A team led by Nikku Madhusudhan, an astrophysicist and exoplanetary scientist at the University of Cambridge, proposed that these relatively overlooked planets “can be optimal candidates in the search for exoplanetary habitability and may be abundant in the exoplanet population,” according to a study published on Wednesday in The Astrophysical Journal. What’s more, Hycean planets are much easier to observe and characterize compared to Earth-like rocky worlds, which means they could be scanned for signs of life by next-generation observatories, such as the James Webb Space Telescope, within the next few years.
“Up until now, whenever you hear about habitable planets, you’re basically picturing an Earth 2.0,” Madhusudhan said in a call. “You’re picturing an Earth-like planet with an Earth-like atmosphere and surface and you put it around the star at the right temperature so you can have liquid water. That has been our canonical notion of habitability.”
Hycean planets, in contrast, are about two to three times bigger and up to 10 times more massive than Earth, placing them within other exoplanetary categories such as “super-Earths” and “mini-Neptunes.”

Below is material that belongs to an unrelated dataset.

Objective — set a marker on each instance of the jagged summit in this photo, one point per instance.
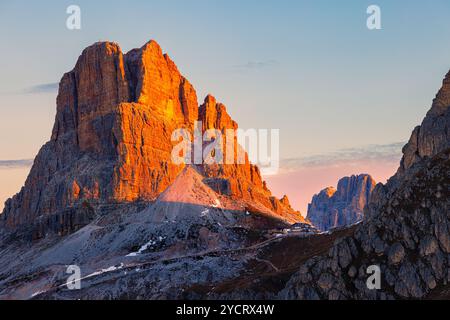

Though our own solar system lacks any planets in this size range, they are extremely common in other star systems, which has led to cautious speculation about whether they might be able to host life. These worlds could have extensive oceans of liquid water, which is a plus for habitability, but their huge masses may create pressures that are simply too high to support life. Their thick hydrogen atmospheres can also reach sweltering temperatures of 200°C, suggesting that many of these worlds are too hot to be habitable.